The mixture of everyday life, and a very common set of tragedies coupled with moments of transcendence makes for a fast paced read. In the end, we are left with the permanence of love in the face of the temporarily of everything else. Vakeel’s love for lucy, Roxana’s love for her father, husband and children, and even the love between Jehangir, Murad and their father form the backbone of this emotive read.
Reviewed by Magdalena Ball
By Rohinton Mistry
Faber and Faber
May 2003, pb, 448 pp, rrp A$23.95
The once lauded Professor Nariman Vakeel has Parkinson’s disease. Along with his shaking hands, he is slowing losing his mental and physical abilities, and is at the mercy of his carers — his angry stepdaughter Coomy and inept stepson Jal– who share his house. When he breaks his ankle, he becomes bedridden, and his already difficult life becomes intolerable when Coomy sends him to live with his daughter Roxana Chenoy and her family in a tiny flat in Bombay. The story follows Roxana and her husband Yezad’s struggle, both physical and financial, to cope with Roxana’s invalid and rapidly deteriorating father, and their two son’s coming of age in the face of the changes that Vakeel’s arrival brings. It also looks at Vakeel’s own internal struggles for self-respect and meaning as his body declines.
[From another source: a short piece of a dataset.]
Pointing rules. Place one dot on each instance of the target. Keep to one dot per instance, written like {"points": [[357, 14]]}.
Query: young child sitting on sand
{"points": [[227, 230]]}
The narrative of Family Matters is straightforward, leading the reader slowly forward in time as we discover a few secrets about Vakeel’s life and watch the impact of his illness and aging on his family. In between the main narrative are Vakeel’s italicised flashbacks, the dreams which cause him to shout out and cry, only half glimpsed on the surface by Roxana and Yezad’s young sons Jehangir and Murad. This is the reconciliation of his life, his personal drama to work through as he remembers his one true love, the Goan non-parsi Lucy, and his arranged marriage to the unsuitable and unhappy Yasmin. Meanwhile the Chenoy family have their own dramas to work through — Yezad’s insecurities, his previous failure to emigrate to Canada, his money worries, gambling, and growing feelings towards his own Parsi religion, and the unsavoury mechanics of Vakeel’s physical needs and the confined space they live in.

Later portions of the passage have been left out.